1. The study of management is vital to the future of librarianship.

This is a lesson which was learned within the first few days of the Fall term. Dalhousie offers its MLIS within the Faculty of Management, and there are several required courses that are firmly rooted in the cultural sphere of management instead of IS. The School of Information Management believes it has a duty to tutor its students on the importance of management and leadership, as well as CLEP test prep, and I think it’s a wise policy. It’s safe to say that a plurality of this year’s new students have no schooling in management. It’s also safe to suggest that many people in the programme have more experience being managed as opposed to managing. Therefore, nearly one half of the courses that first year SIM students take in the first term deal with organizational behaviour and project management as opposed to cataloguing or reference work. This is not to suggest that traditional librarianship courses are given short shrift. Rather, there is a common understanding in SIM that its graduates, as professional librarians and information professionals, must be prepared to work with and lead others in projects, on budgets, and toward common goals or objectives. No man is an island, and no library or organization is devoid of people. Management is not a bad word, but a set of necessary skills everyone should be adept with.
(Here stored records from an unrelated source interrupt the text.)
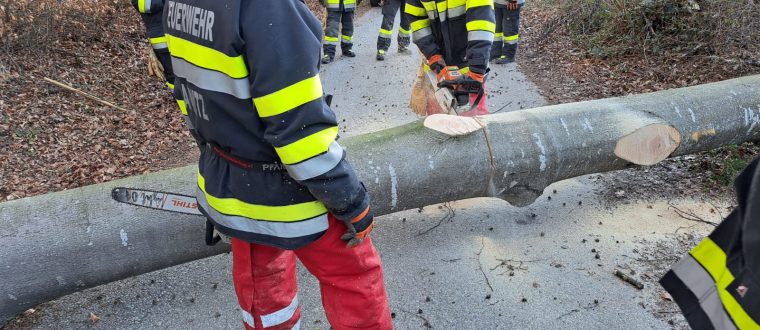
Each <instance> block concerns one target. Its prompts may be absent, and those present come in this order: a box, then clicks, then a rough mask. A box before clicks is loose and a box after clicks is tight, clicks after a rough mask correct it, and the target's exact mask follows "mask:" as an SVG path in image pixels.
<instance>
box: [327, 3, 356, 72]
mask: <svg viewBox="0 0 760 330" xmlns="http://www.w3.org/2000/svg"><path fill="white" fill-rule="evenodd" d="M322 4H323V5H324V6H325V7H327V22H326V26H325V39H324V47H323V48H324V56H322V63H323V64H327V63H330V62H332V61H333V59H335V48H336V47H337V46H338V42H340V51H341V53H342V54H343V56H348V57H355V56H356V54H355V53H354V51H353V50H351V48H352V47H353V46H354V41H353V39H354V10H355V9H356V5H357V0H322ZM339 30H340V31H339ZM339 32H340V38H338V33H339Z"/></svg>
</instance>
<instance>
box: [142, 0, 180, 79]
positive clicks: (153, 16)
mask: <svg viewBox="0 0 760 330" xmlns="http://www.w3.org/2000/svg"><path fill="white" fill-rule="evenodd" d="M132 6H133V7H135V9H137V11H138V12H139V13H140V17H142V20H143V24H144V25H145V31H146V32H147V36H148V41H149V42H150V47H151V50H150V51H149V53H148V70H149V73H151V74H154V75H156V76H157V77H159V78H160V79H162V80H166V85H167V86H169V89H171V90H173V89H174V72H173V70H172V63H171V57H170V56H169V49H168V48H167V45H166V38H165V37H164V27H163V24H162V23H161V16H162V14H163V9H164V1H163V0H152V1H151V0H148V1H146V0H132ZM151 54H153V55H152V56H151ZM156 59H157V60H158V62H156V61H155V60H156Z"/></svg>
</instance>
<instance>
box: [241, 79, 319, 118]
mask: <svg viewBox="0 0 760 330" xmlns="http://www.w3.org/2000/svg"><path fill="white" fill-rule="evenodd" d="M320 97H322V82H321V81H320V80H319V75H316V76H314V77H311V78H306V79H304V80H301V81H299V82H297V83H295V84H292V85H290V86H288V87H285V88H283V89H281V90H278V91H276V92H274V93H271V94H268V95H264V96H262V97H254V98H253V104H254V105H256V111H257V112H258V113H259V116H261V117H271V116H276V115H279V114H281V113H284V112H288V111H290V110H292V109H295V108H296V107H299V106H301V105H304V104H306V103H308V102H311V101H314V100H316V99H318V98H320Z"/></svg>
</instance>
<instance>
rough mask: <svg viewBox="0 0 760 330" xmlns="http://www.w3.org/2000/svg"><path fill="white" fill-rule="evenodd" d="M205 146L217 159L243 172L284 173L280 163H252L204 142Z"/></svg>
mask: <svg viewBox="0 0 760 330" xmlns="http://www.w3.org/2000/svg"><path fill="white" fill-rule="evenodd" d="M204 144H205V145H206V148H208V149H209V150H211V152H213V153H215V154H217V155H219V157H222V158H223V159H224V160H226V161H228V162H229V163H230V164H232V165H235V166H237V167H240V168H242V169H244V170H249V171H260V172H284V171H285V166H284V165H282V163H262V162H254V161H250V160H247V159H242V158H240V157H237V156H233V155H232V154H230V153H229V152H227V151H225V150H224V149H222V148H221V147H220V146H218V145H216V144H213V143H209V142H206V143H204Z"/></svg>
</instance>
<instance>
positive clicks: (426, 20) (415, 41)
mask: <svg viewBox="0 0 760 330" xmlns="http://www.w3.org/2000/svg"><path fill="white" fill-rule="evenodd" d="M404 15H407V17H408V18H409V25H410V26H411V29H412V40H413V41H414V44H415V45H417V47H418V48H419V49H420V51H421V52H422V54H423V55H425V58H426V59H429V58H430V57H431V56H433V55H440V54H441V49H440V46H439V45H438V43H437V42H436V41H435V37H434V36H433V29H432V28H431V27H430V19H429V18H428V15H427V10H426V9H425V8H424V7H423V5H422V2H420V0H407V1H406V4H405V5H404Z"/></svg>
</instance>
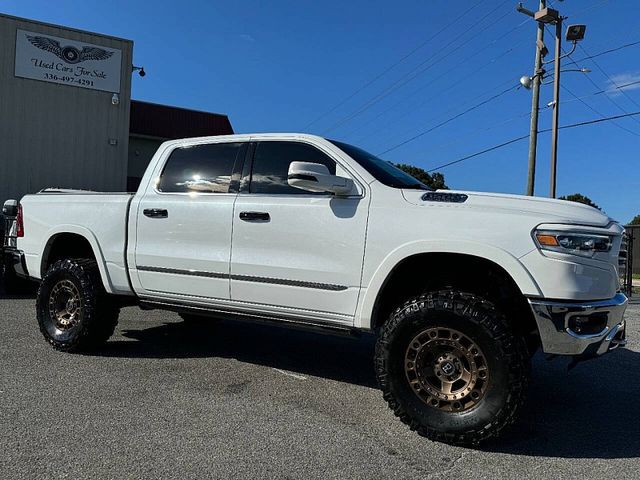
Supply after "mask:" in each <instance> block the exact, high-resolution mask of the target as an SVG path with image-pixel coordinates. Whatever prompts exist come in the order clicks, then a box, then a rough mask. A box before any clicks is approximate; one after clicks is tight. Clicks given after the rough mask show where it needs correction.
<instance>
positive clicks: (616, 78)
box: [606, 72, 640, 96]
mask: <svg viewBox="0 0 640 480" xmlns="http://www.w3.org/2000/svg"><path fill="white" fill-rule="evenodd" d="M630 84H633V85H630ZM637 89H640V72H633V73H618V74H617V75H611V80H608V81H607V88H606V92H607V94H608V95H611V96H617V95H621V92H622V91H625V92H628V91H630V90H637Z"/></svg>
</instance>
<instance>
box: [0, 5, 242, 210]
mask: <svg viewBox="0 0 640 480" xmlns="http://www.w3.org/2000/svg"><path fill="white" fill-rule="evenodd" d="M0 45H2V48H1V49H0V203H1V202H2V201H4V200H5V199H7V198H20V197H22V196H23V195H25V194H27V193H34V192H37V191H38V190H41V189H42V188H46V187H60V188H79V189H87V190H102V191H125V190H129V191H131V190H134V189H135V188H137V183H138V182H139V179H140V177H142V173H143V172H144V170H145V169H146V167H147V164H148V163H149V160H150V159H151V157H152V156H153V153H154V152H155V150H156V149H157V147H158V145H160V143H162V142H163V141H165V140H169V139H174V138H181V137H194V136H205V135H227V134H231V133H233V129H232V127H231V124H230V123H229V119H228V118H227V116H226V115H220V114H214V113H206V112H199V111H193V110H187V109H183V108H178V107H169V106H165V105H157V104H153V103H147V102H137V101H132V100H131V76H132V73H133V66H132V55H133V42H132V41H131V40H125V39H121V38H115V37H111V36H108V35H101V34H96V33H91V32H86V31H81V30H76V29H73V28H67V27H61V26H57V25H50V24H45V23H42V22H37V21H33V20H28V19H24V18H16V17H11V16H7V15H3V14H0Z"/></svg>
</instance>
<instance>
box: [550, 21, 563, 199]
mask: <svg viewBox="0 0 640 480" xmlns="http://www.w3.org/2000/svg"><path fill="white" fill-rule="evenodd" d="M561 46H562V17H560V16H559V17H558V19H557V20H556V51H555V61H554V65H553V75H554V76H553V118H552V123H551V185H550V186H549V196H550V197H551V198H556V173H557V170H558V117H559V115H560V58H561V57H560V49H561Z"/></svg>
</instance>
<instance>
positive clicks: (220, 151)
mask: <svg viewBox="0 0 640 480" xmlns="http://www.w3.org/2000/svg"><path fill="white" fill-rule="evenodd" d="M241 148H242V144H241V143H218V144H209V145H193V146H190V147H183V148H177V149H175V150H174V151H173V152H172V153H171V156H170V157H169V160H168V161H167V164H166V165H165V167H164V171H163V172H162V175H161V176H160V183H159V184H158V190H160V191H161V192H183V193H184V192H205V193H211V192H215V193H227V192H228V191H229V183H230V182H231V175H232V173H233V165H234V163H235V161H236V157H237V156H238V154H239V153H240V149H241Z"/></svg>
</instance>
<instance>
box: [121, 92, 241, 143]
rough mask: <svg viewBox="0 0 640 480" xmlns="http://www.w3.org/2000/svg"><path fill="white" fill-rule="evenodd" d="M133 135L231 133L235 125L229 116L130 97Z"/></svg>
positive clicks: (161, 134) (170, 135) (229, 134)
mask: <svg viewBox="0 0 640 480" xmlns="http://www.w3.org/2000/svg"><path fill="white" fill-rule="evenodd" d="M129 133H130V134H131V135H145V136H149V137H155V138H162V139H167V140H170V139H175V138H187V137H205V136H209V135H230V134H232V133H233V127H232V126H231V122H229V118H228V117H227V116H226V115H222V114H219V113H208V112H200V111H197V110H188V109H186V108H178V107H170V106H167V105H158V104H156V103H149V102H141V101H139V100H131V119H130V123H129Z"/></svg>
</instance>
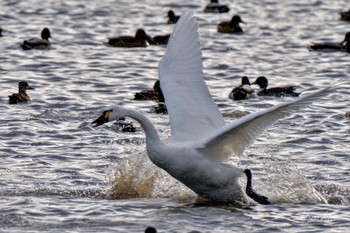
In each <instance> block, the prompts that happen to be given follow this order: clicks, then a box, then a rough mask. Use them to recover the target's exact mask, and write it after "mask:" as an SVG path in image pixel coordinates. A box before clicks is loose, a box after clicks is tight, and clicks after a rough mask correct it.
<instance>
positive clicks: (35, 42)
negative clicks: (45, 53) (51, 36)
mask: <svg viewBox="0 0 350 233" xmlns="http://www.w3.org/2000/svg"><path fill="white" fill-rule="evenodd" d="M49 38H52V37H51V33H50V30H49V29H48V28H44V29H43V30H42V31H41V38H32V39H29V40H25V41H23V44H21V47H22V49H23V50H29V49H50V48H52V46H51V43H50V41H49Z"/></svg>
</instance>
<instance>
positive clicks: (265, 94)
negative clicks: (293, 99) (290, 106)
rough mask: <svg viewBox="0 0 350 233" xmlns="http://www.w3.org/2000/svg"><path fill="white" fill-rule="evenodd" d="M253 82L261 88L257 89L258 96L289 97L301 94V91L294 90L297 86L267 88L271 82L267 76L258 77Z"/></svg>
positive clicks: (261, 76)
mask: <svg viewBox="0 0 350 233" xmlns="http://www.w3.org/2000/svg"><path fill="white" fill-rule="evenodd" d="M252 84H256V85H258V86H259V87H260V90H258V91H257V94H258V96H275V97H283V96H285V97H287V96H292V97H296V96H299V95H300V93H297V92H294V91H295V89H296V86H284V87H272V88H267V86H268V85H269V82H268V80H267V78H266V77H264V76H260V77H258V78H257V79H256V80H255V81H254V82H253V83H252Z"/></svg>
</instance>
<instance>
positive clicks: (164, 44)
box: [147, 34, 170, 45]
mask: <svg viewBox="0 0 350 233" xmlns="http://www.w3.org/2000/svg"><path fill="white" fill-rule="evenodd" d="M169 38H170V34H166V35H160V36H154V37H150V36H148V39H147V42H148V43H149V44H150V45H165V44H168V41H169Z"/></svg>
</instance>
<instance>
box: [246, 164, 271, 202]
mask: <svg viewBox="0 0 350 233" xmlns="http://www.w3.org/2000/svg"><path fill="white" fill-rule="evenodd" d="M244 173H245V174H246V176H247V186H246V193H247V195H248V197H250V198H251V199H253V200H254V201H256V202H258V203H259V204H262V205H268V204H271V203H270V202H269V199H268V198H267V197H265V196H262V195H259V194H257V193H256V192H255V191H254V190H253V187H252V172H251V171H250V170H249V169H245V170H244Z"/></svg>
(Interestingly, Meredith Farkas noted the same thing after considering the results of a recent survey on LIS schooling. The call for more management skills is hardly new, but it apparently continues to be given short shrift. I’m fairly happy, however, that my school responded to this issue long ago.)
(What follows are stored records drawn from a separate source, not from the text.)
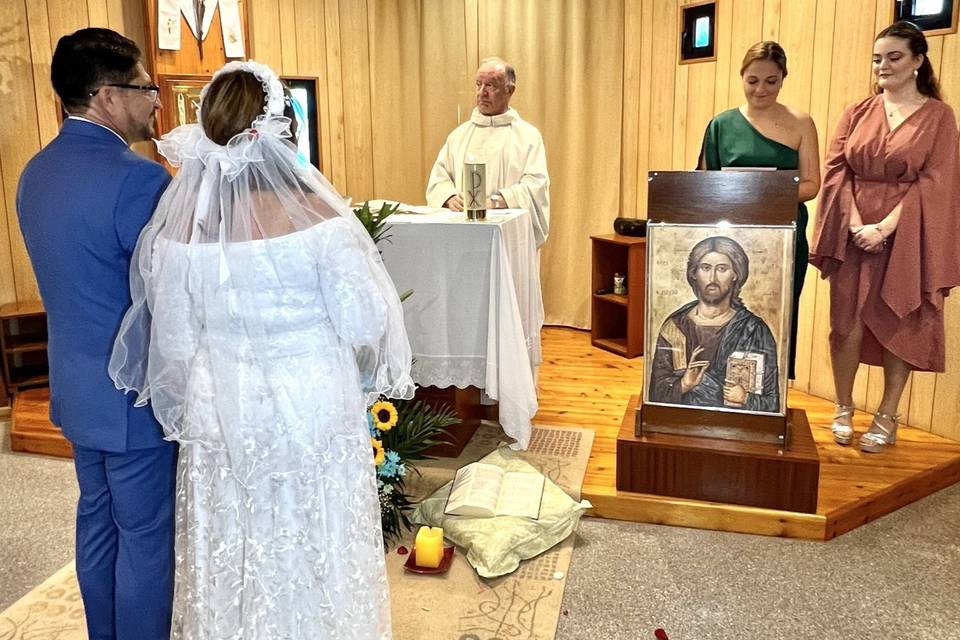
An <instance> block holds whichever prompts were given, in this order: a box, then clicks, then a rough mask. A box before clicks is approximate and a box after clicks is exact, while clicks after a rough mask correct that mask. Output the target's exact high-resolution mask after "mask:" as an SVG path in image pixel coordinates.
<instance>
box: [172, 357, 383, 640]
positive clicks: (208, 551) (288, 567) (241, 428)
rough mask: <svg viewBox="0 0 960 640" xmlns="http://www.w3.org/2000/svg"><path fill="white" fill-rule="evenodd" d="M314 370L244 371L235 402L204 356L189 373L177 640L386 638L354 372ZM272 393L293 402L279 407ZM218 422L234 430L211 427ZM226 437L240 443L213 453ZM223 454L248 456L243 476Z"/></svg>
mask: <svg viewBox="0 0 960 640" xmlns="http://www.w3.org/2000/svg"><path fill="white" fill-rule="evenodd" d="M214 359H215V358H214ZM296 359H300V358H296ZM344 359H345V360H346V361H348V360H349V359H350V356H349V354H344ZM328 362H329V360H328ZM317 363H318V360H317V359H316V355H315V354H313V355H312V356H311V355H310V354H303V355H302V362H300V363H299V365H297V364H296V363H291V362H285V363H283V366H280V367H273V366H268V367H266V369H267V371H268V372H269V373H267V374H263V373H262V371H263V369H264V368H263V367H262V366H255V367H253V366H252V367H250V368H244V367H240V370H239V371H238V372H237V375H236V378H235V383H236V387H235V388H234V389H232V390H231V391H233V392H234V393H236V395H233V394H232V393H230V392H227V391H226V390H220V393H216V394H215V393H214V389H213V388H212V378H211V377H210V376H208V375H206V373H205V372H206V371H207V370H208V367H209V365H210V359H209V356H204V355H201V356H200V357H199V358H198V360H197V361H196V362H195V366H194V367H193V371H194V376H195V377H194V384H193V385H192V397H191V398H190V399H188V404H187V406H188V407H189V411H188V423H192V428H190V429H187V430H186V432H188V433H191V434H193V435H194V436H199V437H198V438H197V439H196V440H194V441H192V442H191V441H187V442H184V443H182V445H181V449H180V461H179V473H178V483H177V520H176V526H177V530H176V593H175V597H174V618H173V631H172V634H171V638H173V639H174V640H180V639H182V640H207V639H218V640H219V639H223V640H227V639H230V640H287V639H290V640H293V639H296V640H320V639H329V640H333V639H338V638H344V639H350V640H356V639H366V638H377V639H379V638H389V637H390V600H389V593H388V587H387V580H386V571H385V564H384V555H383V540H382V534H381V528H380V507H379V502H378V498H377V487H376V475H375V468H374V466H373V460H372V452H371V446H370V440H369V435H368V433H367V427H366V417H365V414H364V413H363V412H364V407H363V406H362V402H361V400H360V394H359V393H358V391H359V390H358V388H357V387H356V386H355V380H352V379H351V378H353V377H354V376H355V374H354V373H353V371H355V365H354V369H353V371H350V367H347V368H346V372H345V371H344V370H343V369H341V370H340V371H339V372H335V371H331V370H330V369H329V368H328V366H329V365H328V366H322V367H317ZM272 364H280V363H272ZM344 364H347V362H344ZM351 364H352V363H351ZM261 365H262V363H261ZM318 368H323V369H326V370H325V371H318V370H317V369H318ZM331 374H333V375H331ZM288 376H293V377H294V378H295V379H296V381H297V382H296V383H294V378H289V377H288ZM318 376H319V377H318ZM231 386H232V385H231ZM282 389H286V390H291V389H294V390H296V392H295V393H290V394H289V397H286V398H279V399H278V397H277V393H278V391H280V390H282ZM225 396H226V397H227V398H229V402H230V409H229V410H227V409H225V408H224V406H223V400H224V398H225ZM354 398H356V400H355V401H354ZM215 399H216V400H217V403H215ZM215 404H219V406H217V407H216V408H215ZM225 418H228V419H230V420H236V421H237V423H236V424H232V425H230V427H227V428H225V429H222V430H221V429H218V428H216V427H214V426H213V425H215V424H217V423H218V422H221V423H222V421H223V420H224V419H225ZM224 426H225V425H224ZM205 431H206V432H207V433H206V434H205V433H204V432H205ZM218 432H219V433H218ZM225 433H231V434H237V438H238V441H237V442H232V443H230V444H229V445H227V446H221V445H222V443H221V442H219V440H220V439H221V438H222V436H223V434H225ZM207 435H208V436H209V437H205V436H207ZM228 437H231V436H228ZM231 450H233V451H241V450H242V451H243V452H244V454H243V456H242V459H243V463H242V465H241V466H240V467H239V468H238V467H237V465H236V464H235V461H234V460H232V459H231V453H230V452H231Z"/></svg>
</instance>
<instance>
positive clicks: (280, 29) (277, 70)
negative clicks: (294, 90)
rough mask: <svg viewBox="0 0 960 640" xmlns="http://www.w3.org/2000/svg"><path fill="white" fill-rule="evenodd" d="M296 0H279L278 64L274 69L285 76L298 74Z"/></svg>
mask: <svg viewBox="0 0 960 640" xmlns="http://www.w3.org/2000/svg"><path fill="white" fill-rule="evenodd" d="M297 4H298V2H297V0H279V7H280V66H279V67H275V69H276V71H277V72H278V73H279V74H281V75H285V76H295V75H299V74H300V69H299V65H298V60H297V50H298V49H299V47H298V42H299V41H300V38H299V37H298V35H299V34H298V33H297Z"/></svg>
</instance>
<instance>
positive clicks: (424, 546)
mask: <svg viewBox="0 0 960 640" xmlns="http://www.w3.org/2000/svg"><path fill="white" fill-rule="evenodd" d="M413 549H414V552H415V553H416V554H417V556H416V560H415V562H416V563H417V566H418V567H425V568H428V569H436V568H437V567H439V566H440V560H441V559H443V529H441V528H440V527H420V530H419V531H417V539H416V542H415V543H414V545H413Z"/></svg>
2. Technology is vital, but technology does not trump service.

Library 2.0, Web 2.0, People 2.0, Two 2.0. We can ponder and praise the rise of interactive and user-friendly technologies such as blogging software, social networking tools, twitters, podcasts and whatever might come next, but none of these can replace the service aspect of the profession. The best part of my week doesn’t occur when I’m checking one of many portable devices for the most recent news, but instead when take my shift at my alma mater’s reference desk. A certain thrill that is equal parts fear of, excitement for, and anticipation of the unknown comes over me when a student asks for help acquiring information in a field I’m not familiar with. Librarianship service is a process, a discovery of information mediated through the librarian. Note that I am not saying “filtered” or “accessed” there. When I say “mediated”, I mean to suggest that we are there to guide some one toward the information they are looking for. There is no controlling of information or gatekeeping. Rather, we are there to show some one the route and help them get to where they’re going so that hopefully they can get there on their own in the future. This human component can’t ever be overlooked.

(This is a belief I’ve long held. All of my experience in academics long ago taught me the importance of leading the horse to drink, so to speak.)
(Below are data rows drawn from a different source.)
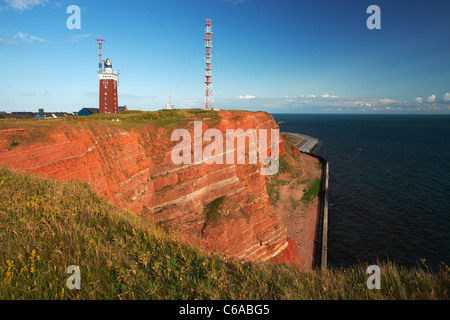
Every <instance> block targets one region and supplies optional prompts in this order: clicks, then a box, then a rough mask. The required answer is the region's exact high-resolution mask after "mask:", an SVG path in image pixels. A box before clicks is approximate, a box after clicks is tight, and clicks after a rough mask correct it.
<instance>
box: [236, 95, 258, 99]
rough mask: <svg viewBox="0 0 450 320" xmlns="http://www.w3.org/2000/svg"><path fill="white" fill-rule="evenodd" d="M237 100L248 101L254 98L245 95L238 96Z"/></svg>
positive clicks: (253, 96)
mask: <svg viewBox="0 0 450 320" xmlns="http://www.w3.org/2000/svg"><path fill="white" fill-rule="evenodd" d="M238 99H239V100H248V99H256V96H251V95H248V94H247V95H245V96H239V98H238Z"/></svg>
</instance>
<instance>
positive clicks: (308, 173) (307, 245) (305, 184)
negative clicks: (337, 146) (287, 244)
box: [275, 153, 322, 271]
mask: <svg viewBox="0 0 450 320" xmlns="http://www.w3.org/2000/svg"><path fill="white" fill-rule="evenodd" d="M298 157H299V158H300V162H301V170H302V175H301V176H300V177H298V178H296V179H293V180H292V181H291V182H290V183H289V184H287V185H284V186H280V198H279V200H278V202H277V203H276V206H275V209H276V211H277V212H278V214H279V215H280V217H281V219H282V220H283V222H284V224H285V226H286V228H287V230H288V234H289V237H291V238H292V239H293V240H294V241H295V242H296V243H297V246H298V249H299V251H300V254H301V257H302V271H308V270H310V269H311V267H312V263H313V254H314V239H315V233H316V225H317V218H318V204H319V202H318V199H317V197H315V199H314V200H313V201H312V202H306V201H305V200H302V197H303V194H304V190H305V189H307V188H308V185H309V184H310V183H311V182H312V181H314V180H315V179H317V178H320V177H321V174H322V173H321V170H320V169H319V160H318V159H316V158H314V157H311V156H309V155H307V154H303V153H300V154H299V155H298Z"/></svg>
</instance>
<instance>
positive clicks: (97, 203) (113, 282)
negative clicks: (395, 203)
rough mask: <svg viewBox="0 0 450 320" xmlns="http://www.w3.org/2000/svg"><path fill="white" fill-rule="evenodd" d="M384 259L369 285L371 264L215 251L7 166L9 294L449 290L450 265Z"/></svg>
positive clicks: (106, 203)
mask: <svg viewBox="0 0 450 320" xmlns="http://www.w3.org/2000/svg"><path fill="white" fill-rule="evenodd" d="M217 202H220V201H217ZM216 205H217V207H219V205H218V204H217V203H214V206H216ZM214 206H213V205H212V207H214ZM212 207H211V208H210V209H213V208H212ZM70 265H78V266H79V267H80V271H81V290H72V291H71V290H68V288H67V287H66V281H67V279H68V277H69V276H70V275H69V274H67V273H66V270H67V268H68V267H69V266H70ZM378 265H379V267H380V268H381V275H382V279H381V290H368V289H367V287H366V281H367V278H368V275H367V274H366V273H365V271H366V268H367V265H365V264H357V265H355V266H353V267H352V268H347V269H340V268H337V269H336V268H332V269H329V270H325V271H311V272H308V273H300V272H299V271H297V270H295V269H292V268H290V267H288V266H285V265H276V266H275V265H270V264H265V263H252V264H250V263H245V264H244V263H240V262H237V261H234V260H233V259H225V258H224V257H222V256H221V255H219V254H216V255H213V256H207V255H205V254H203V253H201V252H200V251H199V250H198V249H196V248H194V247H190V246H186V245H184V244H182V243H181V242H180V241H179V240H177V239H173V238H171V237H169V236H168V235H166V234H164V233H163V232H162V231H161V230H159V229H158V228H156V227H155V226H153V225H152V224H151V223H149V222H148V221H147V220H146V219H143V218H141V217H138V216H136V215H134V214H133V213H131V212H129V211H122V210H119V209H117V208H115V207H113V206H111V205H110V204H108V203H107V202H105V201H104V200H102V199H100V198H99V197H98V196H97V195H96V194H95V193H94V192H93V191H92V190H91V189H90V188H89V186H88V185H87V184H82V183H79V182H56V181H54V180H50V179H43V178H40V177H36V176H32V175H25V174H21V173H17V172H14V171H11V170H8V169H5V168H0V299H2V300H4V299H107V300H109V299H255V300H260V299H263V300H271V299H446V300H447V299H449V292H448V289H449V288H450V277H449V272H450V271H449V268H448V266H443V267H442V269H441V270H440V271H438V272H431V271H430V270H428V269H427V268H426V267H424V265H423V266H422V267H420V266H418V267H417V268H412V269H411V268H410V269H407V268H403V267H401V266H397V265H395V264H394V263H392V262H380V263H379V264H378Z"/></svg>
3. Professional librarians and library technicians can, and should work together.

When I work at the reference desk, I sit as either an “MLIS student” or a “Professional Librarian in training”. I work alongside both professional librarians and library technicians at the desk, and they are both equally capable of being the mediatory I mentioned above. One month into my professional training, however, I’ve encountered both the understanding that professional librarians and library technicians can work together as well as the belief that “library technicians are similar but different”. Yes, a library technician may be “similar but different” (whatever that means), but that doesn’t mean they should be valued any less than any of our other colleagues. The library at Saint Mary’s University appears to break down these artificial barriers, and I hope most other organizations try to do the same. I’d prefer to work for an organization that values what differences in people, and works with them to make the most of their own skills and goals. Perhaps that’s wishful thinking. Or perhaps that’s a simple goal that could be put into place with relative ease elsewhere.